…well two days actually. Today was the day of my final egg collection and, maybe it’s because I’m still feeling the afterglow of a prosecco-fuelled celebratory lunch courtesy of my great friend, J, (N.B. I’m pretty sure medics don’t advise this as the best course of action post a sedated procedure, so do as they advise rather than as I do); or maybe it’s because this final cycle produced seven eggs – as many as my first two cycles put together; or maybe it’s because everyone I saw at the clinic today – from the nurse to the embryologist – made me feel like a person doing a brilliant thing, not an idiot, or a number, or a cash cow, but I feel so much more positive about this whole experience than I did when I last blogged.
Perhaps it’s only natural – it’s all over – I planned for three cycles – I’ve completed them, I have fewer eggs on ice than I had hoped for when I first started out, knowing nothing at all, but more than I had dared to hope for a week ago. And yes, the numbers are of course part of it, and the relief that it’s all over and – as far as I know – it’s all gone well. But, also, as if to underscore the point I was making in my last post about the attitude of people in the clinic affecting the way you feel about things, the very last person that I spoke to at the clinic was an embryologist who was, well, brilliant.
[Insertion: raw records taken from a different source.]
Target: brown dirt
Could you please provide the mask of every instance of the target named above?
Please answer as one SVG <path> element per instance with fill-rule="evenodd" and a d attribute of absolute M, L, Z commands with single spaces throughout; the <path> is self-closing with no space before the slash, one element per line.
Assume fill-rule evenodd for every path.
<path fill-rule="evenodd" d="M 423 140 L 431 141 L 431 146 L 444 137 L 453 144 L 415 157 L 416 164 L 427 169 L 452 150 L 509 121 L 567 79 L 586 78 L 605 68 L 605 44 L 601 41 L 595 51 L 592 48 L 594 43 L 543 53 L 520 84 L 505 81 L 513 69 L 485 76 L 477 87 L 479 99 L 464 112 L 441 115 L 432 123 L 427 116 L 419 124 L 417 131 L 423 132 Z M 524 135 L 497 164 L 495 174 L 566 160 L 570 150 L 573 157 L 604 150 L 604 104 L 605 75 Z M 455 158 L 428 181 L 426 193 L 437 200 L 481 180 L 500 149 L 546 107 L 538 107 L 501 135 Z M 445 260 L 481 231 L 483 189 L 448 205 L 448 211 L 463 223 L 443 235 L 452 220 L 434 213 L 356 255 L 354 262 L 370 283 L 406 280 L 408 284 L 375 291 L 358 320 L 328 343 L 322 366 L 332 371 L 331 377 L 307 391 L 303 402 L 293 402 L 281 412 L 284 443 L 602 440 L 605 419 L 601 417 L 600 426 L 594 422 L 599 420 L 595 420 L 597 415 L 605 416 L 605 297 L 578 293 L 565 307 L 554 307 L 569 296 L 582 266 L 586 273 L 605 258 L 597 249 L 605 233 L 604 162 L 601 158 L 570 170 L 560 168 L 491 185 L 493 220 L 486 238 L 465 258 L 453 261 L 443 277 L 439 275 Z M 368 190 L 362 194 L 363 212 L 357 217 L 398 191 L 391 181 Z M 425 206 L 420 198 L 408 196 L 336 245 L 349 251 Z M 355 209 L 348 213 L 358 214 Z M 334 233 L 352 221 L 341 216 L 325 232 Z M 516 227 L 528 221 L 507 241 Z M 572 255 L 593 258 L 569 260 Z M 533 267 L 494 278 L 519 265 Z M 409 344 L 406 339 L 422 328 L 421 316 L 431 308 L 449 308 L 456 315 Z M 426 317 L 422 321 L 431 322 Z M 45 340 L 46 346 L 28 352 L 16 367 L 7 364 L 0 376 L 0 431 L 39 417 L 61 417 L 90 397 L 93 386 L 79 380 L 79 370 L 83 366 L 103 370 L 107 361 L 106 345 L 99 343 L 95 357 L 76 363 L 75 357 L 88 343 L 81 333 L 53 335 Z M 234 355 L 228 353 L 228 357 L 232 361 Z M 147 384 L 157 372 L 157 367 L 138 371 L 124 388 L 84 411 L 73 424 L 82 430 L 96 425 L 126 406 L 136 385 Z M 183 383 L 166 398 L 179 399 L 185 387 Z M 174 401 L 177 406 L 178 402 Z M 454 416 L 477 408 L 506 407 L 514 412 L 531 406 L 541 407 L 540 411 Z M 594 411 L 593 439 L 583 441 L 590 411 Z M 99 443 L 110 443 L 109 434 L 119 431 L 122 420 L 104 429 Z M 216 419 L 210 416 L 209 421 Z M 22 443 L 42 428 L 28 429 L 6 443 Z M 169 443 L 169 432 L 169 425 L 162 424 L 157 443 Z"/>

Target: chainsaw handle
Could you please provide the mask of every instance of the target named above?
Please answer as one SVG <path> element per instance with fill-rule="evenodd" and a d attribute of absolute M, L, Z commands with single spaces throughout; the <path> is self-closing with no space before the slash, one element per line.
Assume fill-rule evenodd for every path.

Admittedly there was a slightly awkward moment at the beginning when he was clearly unsure whether J, who had come to pick me up, was my sister, lesbian lover, or just a friend, but once that was resolved, he was, without wishing to sound like a gushing idiot, exactly what everyone who works in that environment should be. Honest, whatever the opposite of patronising is, and as if he had all the time in the world.
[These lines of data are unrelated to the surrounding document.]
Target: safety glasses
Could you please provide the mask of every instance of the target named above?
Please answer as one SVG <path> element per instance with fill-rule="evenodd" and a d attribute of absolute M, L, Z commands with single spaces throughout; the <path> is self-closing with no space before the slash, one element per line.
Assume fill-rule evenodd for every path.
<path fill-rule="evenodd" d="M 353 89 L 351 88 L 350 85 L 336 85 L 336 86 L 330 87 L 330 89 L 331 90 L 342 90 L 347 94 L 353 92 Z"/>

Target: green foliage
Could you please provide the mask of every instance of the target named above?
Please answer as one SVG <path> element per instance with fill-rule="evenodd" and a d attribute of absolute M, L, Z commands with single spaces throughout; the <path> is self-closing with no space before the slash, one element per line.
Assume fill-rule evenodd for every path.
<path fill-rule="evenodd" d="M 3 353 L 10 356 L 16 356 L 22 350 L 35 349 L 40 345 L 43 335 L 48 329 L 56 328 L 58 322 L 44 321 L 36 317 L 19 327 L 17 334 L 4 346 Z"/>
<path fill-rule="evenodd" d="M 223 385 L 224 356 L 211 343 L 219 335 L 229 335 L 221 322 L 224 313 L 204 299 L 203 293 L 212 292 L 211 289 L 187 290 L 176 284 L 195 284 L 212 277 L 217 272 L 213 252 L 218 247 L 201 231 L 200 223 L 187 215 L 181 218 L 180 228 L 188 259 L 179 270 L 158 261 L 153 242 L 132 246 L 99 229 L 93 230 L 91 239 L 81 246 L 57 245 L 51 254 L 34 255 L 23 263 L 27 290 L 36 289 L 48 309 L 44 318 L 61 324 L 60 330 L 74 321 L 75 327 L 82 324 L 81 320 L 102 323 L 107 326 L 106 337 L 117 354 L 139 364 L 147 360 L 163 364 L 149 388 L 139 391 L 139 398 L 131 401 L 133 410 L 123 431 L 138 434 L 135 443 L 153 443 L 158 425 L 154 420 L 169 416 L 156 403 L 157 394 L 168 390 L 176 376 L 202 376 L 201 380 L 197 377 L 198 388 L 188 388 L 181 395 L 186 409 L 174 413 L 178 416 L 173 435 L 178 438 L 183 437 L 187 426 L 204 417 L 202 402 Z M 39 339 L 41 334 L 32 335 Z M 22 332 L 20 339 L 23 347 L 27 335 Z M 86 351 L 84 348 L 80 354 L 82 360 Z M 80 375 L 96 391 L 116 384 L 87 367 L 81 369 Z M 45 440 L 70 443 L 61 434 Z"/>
He talked me through the technology of freezing, and of defrosting, he spoke to me honestly, without giving me false hope about what could be achieved, about where the evidence for the success of freezing embryos versus eggs comes from, and he had a sense of humour too. High five to the embryologist. And to the lovely nurse who remembered me from last time. And to the doctor who managed to get eight eggs out (one was too immature to freeze) and tells me he didn’t see any worrying-looking cysts in there. And to the anaesthetist who made sure I didn’t feel anything, yet still woke up. And to my ovaries. High fives all round.